São 30 as luas que orbitam o Plano Piloto, pelo menos por enquanto. A galáxia modernista é diversa, desigual e as cidades-satélites são quase desconhecidas umas das outras. Quem mora na maquete de Lucio Costa pouco ou nada conhece das outras RAs (pronuncia-se Érre-As, o jeito menos aborrecido de dizer Região Administrativa).

Quase todas nasceram contra a vontade dos deuses que inventaram Brasília. Nem Lucio nem Oscar nem Juscelino nem Israel – ninguém queria saber de outros objetos celestes que perturbassem a soberania solar da nova capital. Mas, como as coisas são como são e não como gostaríamos que fossem, a nova morada da perfeição nasceu imperfeita.

Nordestinos, nortistas, goianos, mineiros forçaram a porta do paraíso e cá estão. São eles, mais outros tantos brasileiros de outras regiões, que fizeram da maquete um lugar de verdade, uma cidade feita de muitas cidades, de muitas culturas, de muitos sabores, de muitos sotaques, uma síntese babilônica do Brasil.
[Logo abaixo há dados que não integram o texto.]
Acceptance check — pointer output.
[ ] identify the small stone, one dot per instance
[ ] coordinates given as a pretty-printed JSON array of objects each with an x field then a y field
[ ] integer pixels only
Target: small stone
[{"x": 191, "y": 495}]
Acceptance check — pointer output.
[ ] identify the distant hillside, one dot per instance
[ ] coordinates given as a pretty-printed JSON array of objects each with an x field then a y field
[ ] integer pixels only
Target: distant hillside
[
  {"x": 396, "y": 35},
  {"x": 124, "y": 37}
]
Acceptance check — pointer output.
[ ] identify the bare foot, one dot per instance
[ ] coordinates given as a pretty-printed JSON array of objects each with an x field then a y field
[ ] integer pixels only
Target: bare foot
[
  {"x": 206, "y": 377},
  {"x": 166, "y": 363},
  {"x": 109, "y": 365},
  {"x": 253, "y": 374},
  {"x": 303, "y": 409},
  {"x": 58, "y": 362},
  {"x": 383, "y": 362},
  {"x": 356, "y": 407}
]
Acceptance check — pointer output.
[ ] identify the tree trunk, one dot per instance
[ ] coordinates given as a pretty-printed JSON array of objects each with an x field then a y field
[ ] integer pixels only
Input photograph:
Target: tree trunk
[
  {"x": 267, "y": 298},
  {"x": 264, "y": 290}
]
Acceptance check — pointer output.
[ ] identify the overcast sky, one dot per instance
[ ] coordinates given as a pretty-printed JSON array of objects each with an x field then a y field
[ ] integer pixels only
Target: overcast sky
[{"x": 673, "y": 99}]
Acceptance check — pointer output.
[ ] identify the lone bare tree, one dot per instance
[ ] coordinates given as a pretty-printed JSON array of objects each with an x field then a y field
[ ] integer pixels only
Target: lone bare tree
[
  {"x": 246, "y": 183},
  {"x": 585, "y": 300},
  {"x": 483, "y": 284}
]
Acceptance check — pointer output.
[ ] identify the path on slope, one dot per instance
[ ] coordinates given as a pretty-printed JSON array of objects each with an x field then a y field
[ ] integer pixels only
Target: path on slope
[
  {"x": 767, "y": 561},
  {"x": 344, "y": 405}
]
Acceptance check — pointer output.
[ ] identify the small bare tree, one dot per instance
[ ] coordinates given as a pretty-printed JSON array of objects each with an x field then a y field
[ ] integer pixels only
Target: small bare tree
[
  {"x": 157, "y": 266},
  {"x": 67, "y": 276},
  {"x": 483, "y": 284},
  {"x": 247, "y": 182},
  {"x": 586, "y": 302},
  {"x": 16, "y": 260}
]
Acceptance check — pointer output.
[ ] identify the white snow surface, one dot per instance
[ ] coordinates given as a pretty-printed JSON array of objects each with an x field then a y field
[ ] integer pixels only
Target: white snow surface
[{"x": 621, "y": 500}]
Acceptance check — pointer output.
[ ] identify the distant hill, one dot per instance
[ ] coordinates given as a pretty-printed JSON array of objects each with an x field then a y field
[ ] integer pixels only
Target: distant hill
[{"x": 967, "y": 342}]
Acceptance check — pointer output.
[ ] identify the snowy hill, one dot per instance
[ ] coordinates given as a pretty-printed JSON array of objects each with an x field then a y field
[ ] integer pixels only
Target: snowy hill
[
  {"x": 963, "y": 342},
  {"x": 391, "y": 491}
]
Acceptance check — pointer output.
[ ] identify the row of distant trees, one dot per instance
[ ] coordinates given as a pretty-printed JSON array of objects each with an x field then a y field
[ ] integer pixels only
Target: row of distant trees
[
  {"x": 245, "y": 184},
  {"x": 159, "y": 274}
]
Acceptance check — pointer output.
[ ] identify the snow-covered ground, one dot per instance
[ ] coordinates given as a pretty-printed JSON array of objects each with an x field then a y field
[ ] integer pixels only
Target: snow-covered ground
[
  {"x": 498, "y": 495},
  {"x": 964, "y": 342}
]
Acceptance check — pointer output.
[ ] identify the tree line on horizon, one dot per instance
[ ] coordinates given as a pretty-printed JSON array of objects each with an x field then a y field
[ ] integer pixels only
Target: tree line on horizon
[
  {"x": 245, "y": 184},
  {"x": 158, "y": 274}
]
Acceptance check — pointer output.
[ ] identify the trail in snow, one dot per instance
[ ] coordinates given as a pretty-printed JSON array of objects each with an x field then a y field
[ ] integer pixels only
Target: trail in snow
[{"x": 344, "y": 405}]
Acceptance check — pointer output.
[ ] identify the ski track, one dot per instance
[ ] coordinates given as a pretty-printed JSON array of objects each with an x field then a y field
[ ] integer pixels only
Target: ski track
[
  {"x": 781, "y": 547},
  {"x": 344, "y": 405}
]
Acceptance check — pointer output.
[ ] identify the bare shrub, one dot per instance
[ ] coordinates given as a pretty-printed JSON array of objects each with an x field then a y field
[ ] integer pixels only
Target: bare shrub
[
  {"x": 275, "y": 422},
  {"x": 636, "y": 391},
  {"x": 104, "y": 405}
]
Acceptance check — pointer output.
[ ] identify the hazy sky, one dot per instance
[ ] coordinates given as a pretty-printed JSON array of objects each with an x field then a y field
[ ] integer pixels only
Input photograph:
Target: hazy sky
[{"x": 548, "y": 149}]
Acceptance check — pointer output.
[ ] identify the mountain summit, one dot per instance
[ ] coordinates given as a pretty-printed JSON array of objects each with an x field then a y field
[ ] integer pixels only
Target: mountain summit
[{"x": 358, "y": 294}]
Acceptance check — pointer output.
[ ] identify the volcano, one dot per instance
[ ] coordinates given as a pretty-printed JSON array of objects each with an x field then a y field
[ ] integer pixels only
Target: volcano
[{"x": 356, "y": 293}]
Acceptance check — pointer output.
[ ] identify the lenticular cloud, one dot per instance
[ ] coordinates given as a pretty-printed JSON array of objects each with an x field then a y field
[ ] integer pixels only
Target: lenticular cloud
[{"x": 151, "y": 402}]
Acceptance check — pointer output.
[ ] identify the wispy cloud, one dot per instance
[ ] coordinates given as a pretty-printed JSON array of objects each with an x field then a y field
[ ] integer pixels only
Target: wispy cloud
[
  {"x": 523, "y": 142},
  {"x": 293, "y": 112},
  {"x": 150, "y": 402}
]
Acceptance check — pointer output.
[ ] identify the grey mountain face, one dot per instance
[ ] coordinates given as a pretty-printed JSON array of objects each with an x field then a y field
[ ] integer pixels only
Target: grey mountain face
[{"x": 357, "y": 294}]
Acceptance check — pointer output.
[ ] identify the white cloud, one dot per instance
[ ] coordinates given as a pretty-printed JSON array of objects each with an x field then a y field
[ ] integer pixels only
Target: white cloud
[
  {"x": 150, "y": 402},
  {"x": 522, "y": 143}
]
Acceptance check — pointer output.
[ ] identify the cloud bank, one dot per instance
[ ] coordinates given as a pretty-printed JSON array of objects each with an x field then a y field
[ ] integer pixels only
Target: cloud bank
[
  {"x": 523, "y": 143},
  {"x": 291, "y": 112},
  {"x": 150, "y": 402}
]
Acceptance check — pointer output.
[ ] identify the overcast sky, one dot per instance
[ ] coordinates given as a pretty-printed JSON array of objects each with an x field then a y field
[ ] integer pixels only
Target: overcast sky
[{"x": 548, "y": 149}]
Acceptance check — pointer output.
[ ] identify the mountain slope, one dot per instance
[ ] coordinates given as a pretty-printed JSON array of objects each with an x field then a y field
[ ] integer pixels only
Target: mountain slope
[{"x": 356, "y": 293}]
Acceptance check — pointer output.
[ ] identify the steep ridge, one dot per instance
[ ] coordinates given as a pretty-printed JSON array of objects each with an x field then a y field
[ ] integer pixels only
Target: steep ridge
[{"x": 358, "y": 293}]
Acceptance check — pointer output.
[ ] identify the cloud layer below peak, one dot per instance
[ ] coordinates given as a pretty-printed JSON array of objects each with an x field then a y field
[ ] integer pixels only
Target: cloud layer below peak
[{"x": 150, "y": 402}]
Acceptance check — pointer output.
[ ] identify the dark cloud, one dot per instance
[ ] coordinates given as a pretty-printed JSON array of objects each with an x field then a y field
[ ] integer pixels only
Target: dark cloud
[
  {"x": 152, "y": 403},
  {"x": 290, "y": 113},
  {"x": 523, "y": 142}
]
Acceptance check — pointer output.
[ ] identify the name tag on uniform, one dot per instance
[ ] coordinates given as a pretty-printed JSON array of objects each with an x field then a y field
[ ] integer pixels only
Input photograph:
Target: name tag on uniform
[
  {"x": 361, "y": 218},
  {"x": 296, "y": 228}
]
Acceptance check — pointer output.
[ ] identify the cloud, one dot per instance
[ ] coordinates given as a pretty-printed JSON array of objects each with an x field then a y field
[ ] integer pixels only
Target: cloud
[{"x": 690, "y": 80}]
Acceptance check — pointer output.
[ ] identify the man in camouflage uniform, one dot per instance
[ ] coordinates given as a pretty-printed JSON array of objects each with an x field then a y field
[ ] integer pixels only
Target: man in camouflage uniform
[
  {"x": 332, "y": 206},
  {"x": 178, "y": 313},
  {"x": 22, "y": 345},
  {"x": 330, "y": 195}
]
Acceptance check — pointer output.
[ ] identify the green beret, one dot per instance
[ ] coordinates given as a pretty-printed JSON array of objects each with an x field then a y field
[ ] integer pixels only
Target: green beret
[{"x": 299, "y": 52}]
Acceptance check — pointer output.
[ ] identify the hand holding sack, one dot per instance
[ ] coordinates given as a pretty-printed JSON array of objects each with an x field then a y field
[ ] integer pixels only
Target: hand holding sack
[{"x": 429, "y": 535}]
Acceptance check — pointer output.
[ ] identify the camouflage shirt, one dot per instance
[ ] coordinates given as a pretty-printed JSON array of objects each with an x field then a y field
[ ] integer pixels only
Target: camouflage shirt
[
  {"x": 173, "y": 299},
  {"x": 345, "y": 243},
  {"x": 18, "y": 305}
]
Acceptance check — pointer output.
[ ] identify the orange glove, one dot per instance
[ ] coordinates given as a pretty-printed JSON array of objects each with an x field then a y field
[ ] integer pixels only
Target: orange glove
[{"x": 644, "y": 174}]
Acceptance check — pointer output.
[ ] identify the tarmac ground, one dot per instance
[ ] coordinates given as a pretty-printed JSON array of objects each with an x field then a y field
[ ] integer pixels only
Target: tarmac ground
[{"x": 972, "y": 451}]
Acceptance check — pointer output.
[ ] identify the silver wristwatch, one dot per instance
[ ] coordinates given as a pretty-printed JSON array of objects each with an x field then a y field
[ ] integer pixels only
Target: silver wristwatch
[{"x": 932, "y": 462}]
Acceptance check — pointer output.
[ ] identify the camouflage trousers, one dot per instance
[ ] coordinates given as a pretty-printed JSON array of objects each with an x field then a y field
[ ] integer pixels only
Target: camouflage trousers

Juntar as 30 cidades-satélites + o Plano Piloto numa unidade minimamente coesa não é fácil. Por isso, divirto-me com a Melô do DF (400 mil visualizações). TJ Fernandes teve a pachorra de fazer versos, fantasiar-se ao modo mais característico das cidades e gravar uma cena em cada uma delas.

“Se o trânsito é minha sina/Se eu moro quase na China/É que eu sou de Planaltina, de Planaltina!/Se o papai paga a ‘facul’/Se no combo tem Red Bull/Eu moro no Lago Sul, no Lago Sul!/Se à noite não ando só/Se dos playboy tenho dó/É que sou do Setor O, do Setor O!/Se a EPTG você xinga/Não anda nem com mandinga/Você mora em Taguatinga, em Taguatinga!”

O mais legal disso é que o Lago Sul, o Lago Norte, o Park Way e o Sudoeste são cidades-satélites tanto quanto o Recanto, a Candangolândia e a Fercal. Todas elas contornam o Plano Piloto e têm administrações próprias. Só que são chamadas apenas de regiões administrativas. Satélite fica para Santa Maria, Riacho I, Riacho II, Planaltina, Ceilândia.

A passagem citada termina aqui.